I have a collections of text files, and I want to replace certain characters within them with another character using Python. The characters I wish to replace are from the Welsh language, and they are digraphs. They are two separate characters, which form a single letter.

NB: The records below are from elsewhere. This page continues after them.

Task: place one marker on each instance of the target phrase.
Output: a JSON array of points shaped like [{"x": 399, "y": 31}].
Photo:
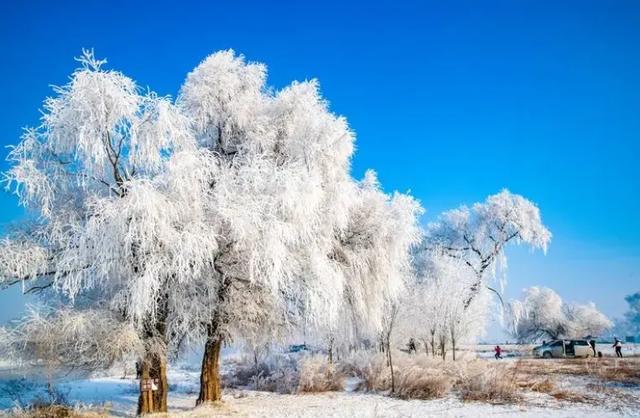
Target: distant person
[
  {"x": 617, "y": 344},
  {"x": 498, "y": 351}
]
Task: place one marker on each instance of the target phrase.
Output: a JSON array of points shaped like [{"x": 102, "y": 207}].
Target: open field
[{"x": 471, "y": 387}]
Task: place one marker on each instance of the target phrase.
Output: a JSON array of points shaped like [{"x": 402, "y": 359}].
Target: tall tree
[
  {"x": 284, "y": 207},
  {"x": 478, "y": 235},
  {"x": 100, "y": 176}
]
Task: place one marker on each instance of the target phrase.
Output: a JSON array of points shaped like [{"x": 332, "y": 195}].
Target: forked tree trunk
[
  {"x": 390, "y": 364},
  {"x": 154, "y": 367},
  {"x": 210, "y": 387}
]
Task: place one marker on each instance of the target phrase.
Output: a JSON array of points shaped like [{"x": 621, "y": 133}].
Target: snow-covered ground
[{"x": 118, "y": 396}]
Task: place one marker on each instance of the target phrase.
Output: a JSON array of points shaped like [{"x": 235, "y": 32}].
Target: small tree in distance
[{"x": 542, "y": 313}]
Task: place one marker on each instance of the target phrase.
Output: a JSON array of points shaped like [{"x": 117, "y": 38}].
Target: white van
[{"x": 563, "y": 349}]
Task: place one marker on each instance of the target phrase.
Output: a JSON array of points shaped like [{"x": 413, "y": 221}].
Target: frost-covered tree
[
  {"x": 477, "y": 235},
  {"x": 226, "y": 215},
  {"x": 291, "y": 224},
  {"x": 106, "y": 178},
  {"x": 436, "y": 310},
  {"x": 542, "y": 312},
  {"x": 374, "y": 260}
]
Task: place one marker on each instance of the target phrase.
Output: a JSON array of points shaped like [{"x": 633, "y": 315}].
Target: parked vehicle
[{"x": 564, "y": 349}]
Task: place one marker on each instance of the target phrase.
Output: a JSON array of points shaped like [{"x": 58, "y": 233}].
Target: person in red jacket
[{"x": 498, "y": 351}]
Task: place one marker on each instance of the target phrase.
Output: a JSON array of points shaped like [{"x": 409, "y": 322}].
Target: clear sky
[{"x": 453, "y": 100}]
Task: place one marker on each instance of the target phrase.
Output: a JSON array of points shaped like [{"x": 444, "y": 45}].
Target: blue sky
[{"x": 452, "y": 100}]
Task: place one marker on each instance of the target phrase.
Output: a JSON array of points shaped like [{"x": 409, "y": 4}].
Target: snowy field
[{"x": 117, "y": 396}]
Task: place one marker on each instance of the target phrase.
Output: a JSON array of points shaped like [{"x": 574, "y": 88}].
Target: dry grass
[
  {"x": 414, "y": 384},
  {"x": 626, "y": 370},
  {"x": 59, "y": 411},
  {"x": 318, "y": 375},
  {"x": 497, "y": 385}
]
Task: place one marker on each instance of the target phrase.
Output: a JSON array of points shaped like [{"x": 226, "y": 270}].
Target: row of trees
[{"x": 227, "y": 213}]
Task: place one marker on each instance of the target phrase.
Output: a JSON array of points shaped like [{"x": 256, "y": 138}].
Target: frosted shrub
[
  {"x": 318, "y": 375},
  {"x": 496, "y": 386},
  {"x": 278, "y": 373}
]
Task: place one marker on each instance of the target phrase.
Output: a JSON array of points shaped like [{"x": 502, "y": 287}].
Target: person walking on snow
[
  {"x": 617, "y": 344},
  {"x": 498, "y": 351}
]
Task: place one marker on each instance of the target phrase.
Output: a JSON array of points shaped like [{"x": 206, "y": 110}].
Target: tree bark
[
  {"x": 390, "y": 363},
  {"x": 210, "y": 386},
  {"x": 154, "y": 364},
  {"x": 154, "y": 367}
]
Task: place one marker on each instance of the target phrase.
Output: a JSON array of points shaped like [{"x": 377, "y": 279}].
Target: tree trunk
[
  {"x": 433, "y": 344},
  {"x": 390, "y": 363},
  {"x": 331, "y": 350},
  {"x": 154, "y": 367},
  {"x": 210, "y": 387}
]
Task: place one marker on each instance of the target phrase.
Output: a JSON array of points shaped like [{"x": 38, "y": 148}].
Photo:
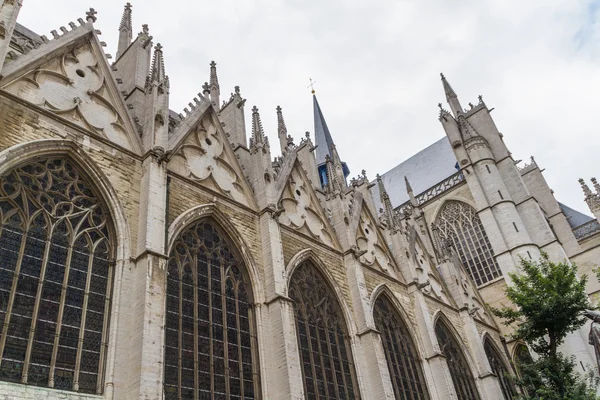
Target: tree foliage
[{"x": 548, "y": 301}]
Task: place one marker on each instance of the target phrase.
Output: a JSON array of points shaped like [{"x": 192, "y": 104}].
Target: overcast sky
[{"x": 377, "y": 66}]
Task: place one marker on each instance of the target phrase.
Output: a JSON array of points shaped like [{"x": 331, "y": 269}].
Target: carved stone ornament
[
  {"x": 301, "y": 209},
  {"x": 202, "y": 157},
  {"x": 368, "y": 240},
  {"x": 73, "y": 86},
  {"x": 425, "y": 272}
]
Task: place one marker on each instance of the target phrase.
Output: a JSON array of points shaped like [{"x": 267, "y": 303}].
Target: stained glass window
[
  {"x": 211, "y": 349},
  {"x": 400, "y": 352},
  {"x": 326, "y": 357},
  {"x": 499, "y": 368},
  {"x": 462, "y": 378},
  {"x": 459, "y": 224},
  {"x": 56, "y": 268}
]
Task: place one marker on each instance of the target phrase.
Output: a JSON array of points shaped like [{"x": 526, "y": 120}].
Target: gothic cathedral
[{"x": 150, "y": 254}]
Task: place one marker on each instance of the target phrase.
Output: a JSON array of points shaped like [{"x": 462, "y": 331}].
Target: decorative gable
[
  {"x": 427, "y": 276},
  {"x": 204, "y": 156},
  {"x": 302, "y": 210},
  {"x": 76, "y": 84},
  {"x": 371, "y": 245}
]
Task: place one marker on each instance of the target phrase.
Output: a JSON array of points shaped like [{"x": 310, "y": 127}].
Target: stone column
[{"x": 282, "y": 373}]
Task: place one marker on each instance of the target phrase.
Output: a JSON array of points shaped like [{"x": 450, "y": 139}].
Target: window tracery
[
  {"x": 211, "y": 349},
  {"x": 462, "y": 378},
  {"x": 400, "y": 352},
  {"x": 325, "y": 354},
  {"x": 56, "y": 269},
  {"x": 459, "y": 224},
  {"x": 499, "y": 368}
]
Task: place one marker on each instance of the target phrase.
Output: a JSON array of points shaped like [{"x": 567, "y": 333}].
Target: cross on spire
[{"x": 312, "y": 85}]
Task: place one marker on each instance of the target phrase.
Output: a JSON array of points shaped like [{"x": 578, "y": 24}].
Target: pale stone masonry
[{"x": 159, "y": 171}]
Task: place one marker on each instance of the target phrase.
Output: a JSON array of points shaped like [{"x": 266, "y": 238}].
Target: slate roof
[
  {"x": 574, "y": 217},
  {"x": 423, "y": 170},
  {"x": 322, "y": 134}
]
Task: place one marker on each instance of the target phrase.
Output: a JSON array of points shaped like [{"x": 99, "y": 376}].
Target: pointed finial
[
  {"x": 126, "y": 18},
  {"x": 258, "y": 139},
  {"x": 91, "y": 16},
  {"x": 596, "y": 185},
  {"x": 157, "y": 72},
  {"x": 312, "y": 85},
  {"x": 586, "y": 189}
]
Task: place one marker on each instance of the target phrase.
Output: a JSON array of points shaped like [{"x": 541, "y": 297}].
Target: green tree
[{"x": 548, "y": 301}]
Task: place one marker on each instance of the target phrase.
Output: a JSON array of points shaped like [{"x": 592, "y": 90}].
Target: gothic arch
[
  {"x": 499, "y": 366},
  {"x": 466, "y": 387},
  {"x": 211, "y": 339},
  {"x": 403, "y": 356},
  {"x": 309, "y": 255},
  {"x": 211, "y": 211},
  {"x": 21, "y": 153},
  {"x": 81, "y": 178},
  {"x": 457, "y": 223},
  {"x": 325, "y": 343}
]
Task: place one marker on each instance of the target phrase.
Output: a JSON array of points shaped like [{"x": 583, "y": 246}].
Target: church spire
[
  {"x": 325, "y": 145},
  {"x": 410, "y": 192},
  {"x": 258, "y": 140},
  {"x": 281, "y": 130},
  {"x": 157, "y": 71},
  {"x": 215, "y": 89},
  {"x": 125, "y": 31},
  {"x": 451, "y": 97}
]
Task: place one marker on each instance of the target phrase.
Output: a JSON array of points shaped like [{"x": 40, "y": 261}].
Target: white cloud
[{"x": 377, "y": 66}]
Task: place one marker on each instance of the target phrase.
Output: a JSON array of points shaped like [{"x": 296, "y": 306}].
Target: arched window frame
[
  {"x": 406, "y": 373},
  {"x": 458, "y": 223},
  {"x": 346, "y": 385},
  {"x": 500, "y": 369},
  {"x": 460, "y": 370},
  {"x": 74, "y": 310},
  {"x": 183, "y": 273}
]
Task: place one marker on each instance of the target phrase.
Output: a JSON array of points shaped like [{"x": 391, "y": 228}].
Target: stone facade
[{"x": 159, "y": 171}]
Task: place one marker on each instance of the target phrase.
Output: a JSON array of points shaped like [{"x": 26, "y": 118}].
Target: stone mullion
[
  {"x": 105, "y": 322},
  {"x": 180, "y": 334},
  {"x": 36, "y": 309},
  {"x": 339, "y": 346},
  {"x": 196, "y": 350},
  {"x": 239, "y": 338},
  {"x": 13, "y": 293},
  {"x": 392, "y": 352},
  {"x": 86, "y": 296},
  {"x": 61, "y": 310},
  {"x": 224, "y": 321},
  {"x": 210, "y": 327},
  {"x": 331, "y": 363},
  {"x": 312, "y": 359},
  {"x": 322, "y": 362}
]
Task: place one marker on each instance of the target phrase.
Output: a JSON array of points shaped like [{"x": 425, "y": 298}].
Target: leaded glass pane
[
  {"x": 325, "y": 353},
  {"x": 459, "y": 225},
  {"x": 54, "y": 230},
  {"x": 499, "y": 368},
  {"x": 462, "y": 378},
  {"x": 400, "y": 353},
  {"x": 210, "y": 341}
]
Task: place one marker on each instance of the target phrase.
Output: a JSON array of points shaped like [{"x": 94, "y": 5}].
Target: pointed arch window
[
  {"x": 56, "y": 272},
  {"x": 400, "y": 352},
  {"x": 211, "y": 346},
  {"x": 460, "y": 371},
  {"x": 459, "y": 224},
  {"x": 324, "y": 344},
  {"x": 499, "y": 368}
]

Here are some Welsh digraphs and some characters they could be replaced by:
ch - ƒ (ASCII code 131)
dd - Œ (ASCII code 140)
ff - ¤ (ASCII code 164)
The text files I will be working with may be fairly large (a few GB's) and there are 8 digraphs; in total there will be 24 replacement characters needed to cover all forms (ch, Ch, CH). I was wondering what would be an effective and efficient way to implement these replacements?
UPDATE:
I have a working (so far) version of a program which was based on an answer from this question:
replacing text in a file with Python
Here is my code:
replacements = {'ch':'ƒ', 'Ch':'†', 'ff':'¤', 'FF':'¦', 'Dd':'•', 'll':'º', 'Ll':'¿'}
print("Input file location: ")
inLoc = input("> ")
print("Output file location: ")
outLoc = input("> ")
with open(inLoc, "r") as infile, open(outLoc, "w") as outfile:
for line in infile:
for src, target in replacements.items():
line = line.replace(src, target)
outfile.write(line)
Input text:
Ydych Chi'n hoffi COFFI?
Dda de. Lle why ti llywelyn?
Output text:
Ydyƒ †i'n ho¤i CO¦I?
•a de. ¿e why ti ºywelyn?